The genome sets the possibilities
Regulation determines which possibilities are used
Expression shows what is active
Proteins carry out the response
Disease appears when the balance breaks down

Disease also develops over time. The system may compensate for small changes for years before symptoms appear. By the time disease becomes visible, the underlying biology may have been shifting for a long time.

Why Measuring One Layer Is Not Enough

Different technologies measure different parts of the system.

Layer	Typical measurements
Genome	DNA sequencing, genotyping arrays
Regulation	Methylation assays, ATAC-seq, ChIP-seq, miRNA profiling
Expression	RNA-seq
Function	Proteomics, phosphoproteomics
Disease	Clinical traits, imaging, symptoms

Each measurement is useful, but incomplete on its own.

A genetic study may identify a disease-associated variant. An RNA study may identify a changed pathway. A proteomics study may show which proteins are active. The strongest explanation usually comes from placing those layers together.

This is the idea behind multi-omic integration: connecting DNA, RNA, proteins, and phenotype into a single model of disease.

Where the Story Gets More Complex

The simple Genome → Regulation → Expression → Function → Disease framework is useful, but real biology contains additional layers.

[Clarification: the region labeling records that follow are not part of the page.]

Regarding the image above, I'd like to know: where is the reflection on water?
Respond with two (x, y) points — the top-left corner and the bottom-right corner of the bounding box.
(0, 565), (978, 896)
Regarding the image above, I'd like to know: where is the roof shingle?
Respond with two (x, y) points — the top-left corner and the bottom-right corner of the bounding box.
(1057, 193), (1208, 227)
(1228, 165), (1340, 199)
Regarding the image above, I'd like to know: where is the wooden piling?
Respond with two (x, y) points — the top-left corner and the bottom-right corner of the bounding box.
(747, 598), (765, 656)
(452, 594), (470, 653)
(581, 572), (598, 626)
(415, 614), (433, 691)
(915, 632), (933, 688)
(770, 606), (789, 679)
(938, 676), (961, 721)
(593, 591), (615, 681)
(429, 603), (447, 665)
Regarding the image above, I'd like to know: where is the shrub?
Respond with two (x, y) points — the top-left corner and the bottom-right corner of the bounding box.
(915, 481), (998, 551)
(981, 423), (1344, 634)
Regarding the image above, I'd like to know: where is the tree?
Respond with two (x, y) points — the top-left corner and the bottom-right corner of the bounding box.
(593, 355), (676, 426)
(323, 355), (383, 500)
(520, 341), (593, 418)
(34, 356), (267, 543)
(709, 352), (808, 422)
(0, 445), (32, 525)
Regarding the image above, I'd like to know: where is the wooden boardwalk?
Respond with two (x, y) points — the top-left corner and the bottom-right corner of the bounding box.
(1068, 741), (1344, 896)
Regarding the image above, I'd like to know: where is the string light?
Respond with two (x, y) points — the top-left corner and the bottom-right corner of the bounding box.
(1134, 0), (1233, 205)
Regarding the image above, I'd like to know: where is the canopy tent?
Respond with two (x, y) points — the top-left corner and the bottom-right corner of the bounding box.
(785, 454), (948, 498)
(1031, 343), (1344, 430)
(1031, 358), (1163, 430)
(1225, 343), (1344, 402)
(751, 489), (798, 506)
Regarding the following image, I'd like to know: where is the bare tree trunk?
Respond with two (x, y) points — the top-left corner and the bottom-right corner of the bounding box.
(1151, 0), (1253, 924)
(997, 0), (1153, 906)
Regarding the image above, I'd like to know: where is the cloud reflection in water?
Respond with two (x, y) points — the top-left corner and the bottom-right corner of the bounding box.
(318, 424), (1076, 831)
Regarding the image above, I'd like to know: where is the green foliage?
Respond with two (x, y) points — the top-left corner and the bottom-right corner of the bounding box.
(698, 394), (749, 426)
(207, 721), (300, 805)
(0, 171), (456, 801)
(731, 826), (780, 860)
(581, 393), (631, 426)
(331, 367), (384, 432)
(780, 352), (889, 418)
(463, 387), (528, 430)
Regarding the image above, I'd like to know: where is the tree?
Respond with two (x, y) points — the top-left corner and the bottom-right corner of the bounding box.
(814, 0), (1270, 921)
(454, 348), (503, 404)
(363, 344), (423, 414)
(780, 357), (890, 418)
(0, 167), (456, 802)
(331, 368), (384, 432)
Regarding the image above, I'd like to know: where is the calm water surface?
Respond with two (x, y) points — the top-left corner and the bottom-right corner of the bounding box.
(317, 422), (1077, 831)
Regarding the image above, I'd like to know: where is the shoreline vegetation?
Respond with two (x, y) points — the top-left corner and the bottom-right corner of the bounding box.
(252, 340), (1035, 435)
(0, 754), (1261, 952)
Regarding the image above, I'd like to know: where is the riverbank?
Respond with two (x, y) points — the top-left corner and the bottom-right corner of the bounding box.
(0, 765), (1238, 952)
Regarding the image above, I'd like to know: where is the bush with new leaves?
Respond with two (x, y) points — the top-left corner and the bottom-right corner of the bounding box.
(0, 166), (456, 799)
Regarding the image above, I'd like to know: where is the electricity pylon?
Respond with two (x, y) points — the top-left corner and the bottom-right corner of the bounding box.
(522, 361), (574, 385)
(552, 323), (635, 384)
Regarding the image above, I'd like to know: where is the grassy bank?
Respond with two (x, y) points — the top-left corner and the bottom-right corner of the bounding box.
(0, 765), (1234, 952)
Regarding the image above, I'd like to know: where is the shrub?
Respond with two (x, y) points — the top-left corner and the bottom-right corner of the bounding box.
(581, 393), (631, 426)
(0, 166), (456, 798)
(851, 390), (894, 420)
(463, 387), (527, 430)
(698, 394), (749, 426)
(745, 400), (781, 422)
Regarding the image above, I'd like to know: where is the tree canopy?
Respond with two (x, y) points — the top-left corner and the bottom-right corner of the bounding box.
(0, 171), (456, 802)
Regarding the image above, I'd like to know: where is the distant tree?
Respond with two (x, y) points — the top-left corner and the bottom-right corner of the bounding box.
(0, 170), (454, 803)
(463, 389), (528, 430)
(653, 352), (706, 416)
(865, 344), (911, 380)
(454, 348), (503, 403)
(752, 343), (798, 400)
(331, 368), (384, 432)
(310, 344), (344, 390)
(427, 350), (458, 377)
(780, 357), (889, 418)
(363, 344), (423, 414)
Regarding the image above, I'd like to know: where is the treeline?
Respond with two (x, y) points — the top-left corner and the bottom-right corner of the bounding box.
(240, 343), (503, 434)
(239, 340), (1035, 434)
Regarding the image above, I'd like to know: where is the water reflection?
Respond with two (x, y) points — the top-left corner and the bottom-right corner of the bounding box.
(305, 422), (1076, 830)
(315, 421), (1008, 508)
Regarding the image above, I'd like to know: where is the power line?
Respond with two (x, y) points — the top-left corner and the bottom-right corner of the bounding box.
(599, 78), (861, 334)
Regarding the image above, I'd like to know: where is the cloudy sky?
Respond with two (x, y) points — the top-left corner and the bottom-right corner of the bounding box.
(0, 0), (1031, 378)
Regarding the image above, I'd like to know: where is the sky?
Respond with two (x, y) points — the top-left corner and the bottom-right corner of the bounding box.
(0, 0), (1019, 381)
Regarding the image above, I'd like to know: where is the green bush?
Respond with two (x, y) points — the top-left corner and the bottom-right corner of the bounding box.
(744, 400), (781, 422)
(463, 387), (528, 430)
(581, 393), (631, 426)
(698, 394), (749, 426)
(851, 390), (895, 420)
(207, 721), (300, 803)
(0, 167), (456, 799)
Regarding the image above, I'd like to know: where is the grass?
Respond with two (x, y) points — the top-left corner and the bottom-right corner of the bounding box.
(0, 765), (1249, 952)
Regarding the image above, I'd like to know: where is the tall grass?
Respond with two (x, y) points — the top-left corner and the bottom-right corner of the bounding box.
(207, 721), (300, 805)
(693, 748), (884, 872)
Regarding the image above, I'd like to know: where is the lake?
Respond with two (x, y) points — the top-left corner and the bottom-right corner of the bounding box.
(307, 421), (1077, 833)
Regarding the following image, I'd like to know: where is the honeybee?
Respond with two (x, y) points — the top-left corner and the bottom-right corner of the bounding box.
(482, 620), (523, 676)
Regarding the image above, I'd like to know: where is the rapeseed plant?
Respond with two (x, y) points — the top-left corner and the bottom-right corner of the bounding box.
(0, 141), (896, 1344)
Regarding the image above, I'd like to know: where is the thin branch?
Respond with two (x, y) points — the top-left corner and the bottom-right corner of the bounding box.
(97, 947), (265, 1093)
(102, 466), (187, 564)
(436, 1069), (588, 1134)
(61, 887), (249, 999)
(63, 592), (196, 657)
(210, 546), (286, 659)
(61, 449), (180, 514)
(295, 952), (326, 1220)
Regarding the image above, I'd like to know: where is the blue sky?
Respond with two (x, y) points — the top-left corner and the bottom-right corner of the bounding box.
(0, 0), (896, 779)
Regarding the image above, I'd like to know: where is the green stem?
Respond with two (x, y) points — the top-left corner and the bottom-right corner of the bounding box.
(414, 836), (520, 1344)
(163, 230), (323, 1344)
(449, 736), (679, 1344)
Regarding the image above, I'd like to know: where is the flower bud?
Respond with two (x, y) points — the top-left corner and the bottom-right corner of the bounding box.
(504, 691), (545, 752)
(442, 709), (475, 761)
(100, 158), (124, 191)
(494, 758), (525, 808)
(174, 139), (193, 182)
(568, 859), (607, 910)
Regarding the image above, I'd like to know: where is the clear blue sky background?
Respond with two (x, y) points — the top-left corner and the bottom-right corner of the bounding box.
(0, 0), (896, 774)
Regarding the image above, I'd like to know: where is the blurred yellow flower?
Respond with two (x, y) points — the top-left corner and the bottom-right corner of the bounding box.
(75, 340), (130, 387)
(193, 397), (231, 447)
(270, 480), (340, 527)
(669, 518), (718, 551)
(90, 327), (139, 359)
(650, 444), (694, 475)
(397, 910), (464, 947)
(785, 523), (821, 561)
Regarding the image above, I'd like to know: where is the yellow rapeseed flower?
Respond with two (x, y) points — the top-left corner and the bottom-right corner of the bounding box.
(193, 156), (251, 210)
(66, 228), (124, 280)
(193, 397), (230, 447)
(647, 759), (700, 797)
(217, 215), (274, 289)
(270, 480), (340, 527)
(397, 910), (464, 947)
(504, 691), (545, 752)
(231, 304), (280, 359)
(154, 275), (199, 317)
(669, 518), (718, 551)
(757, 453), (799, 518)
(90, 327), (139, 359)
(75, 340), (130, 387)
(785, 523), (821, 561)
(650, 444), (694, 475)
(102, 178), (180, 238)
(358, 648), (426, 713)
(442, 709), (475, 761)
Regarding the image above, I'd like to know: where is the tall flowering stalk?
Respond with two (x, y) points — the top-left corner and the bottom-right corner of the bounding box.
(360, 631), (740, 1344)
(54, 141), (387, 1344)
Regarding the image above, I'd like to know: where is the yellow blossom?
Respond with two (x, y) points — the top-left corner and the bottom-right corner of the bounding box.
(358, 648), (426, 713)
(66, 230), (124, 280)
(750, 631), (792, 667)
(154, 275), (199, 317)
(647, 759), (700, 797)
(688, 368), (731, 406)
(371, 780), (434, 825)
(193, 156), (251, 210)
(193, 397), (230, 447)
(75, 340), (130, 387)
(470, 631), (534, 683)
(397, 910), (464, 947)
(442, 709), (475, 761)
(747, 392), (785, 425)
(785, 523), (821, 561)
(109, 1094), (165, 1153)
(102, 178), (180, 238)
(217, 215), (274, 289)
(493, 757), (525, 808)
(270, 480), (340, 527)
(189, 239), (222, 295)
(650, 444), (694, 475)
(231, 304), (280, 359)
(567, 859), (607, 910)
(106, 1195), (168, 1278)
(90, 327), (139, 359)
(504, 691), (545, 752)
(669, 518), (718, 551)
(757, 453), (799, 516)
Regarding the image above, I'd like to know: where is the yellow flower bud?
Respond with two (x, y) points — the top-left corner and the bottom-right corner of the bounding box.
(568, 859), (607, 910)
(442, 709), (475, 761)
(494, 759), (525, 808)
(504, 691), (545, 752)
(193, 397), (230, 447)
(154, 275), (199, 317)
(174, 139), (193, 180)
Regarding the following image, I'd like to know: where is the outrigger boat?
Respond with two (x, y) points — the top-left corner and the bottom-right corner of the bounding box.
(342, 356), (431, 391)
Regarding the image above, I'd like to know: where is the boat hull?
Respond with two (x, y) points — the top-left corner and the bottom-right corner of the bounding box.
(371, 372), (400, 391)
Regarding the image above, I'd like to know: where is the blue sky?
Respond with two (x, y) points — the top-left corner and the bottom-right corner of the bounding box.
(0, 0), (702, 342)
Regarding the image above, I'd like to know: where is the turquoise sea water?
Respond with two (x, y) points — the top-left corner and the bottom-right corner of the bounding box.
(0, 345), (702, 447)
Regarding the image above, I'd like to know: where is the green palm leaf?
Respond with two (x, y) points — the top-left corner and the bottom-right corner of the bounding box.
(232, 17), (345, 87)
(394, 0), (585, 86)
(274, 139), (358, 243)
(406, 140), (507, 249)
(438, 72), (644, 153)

Epigenomics asks how chemical changes alter gene accessibility. Three-dimensional genome organization asks how DNA folding changes which genes can interact. Multi-omic integration asks how all of the layers fit together.

Most importantly, disease is not static. These layers interact over time.

Understanding disease requires more than measuring one layer. It requires understanding how the layers influence one another.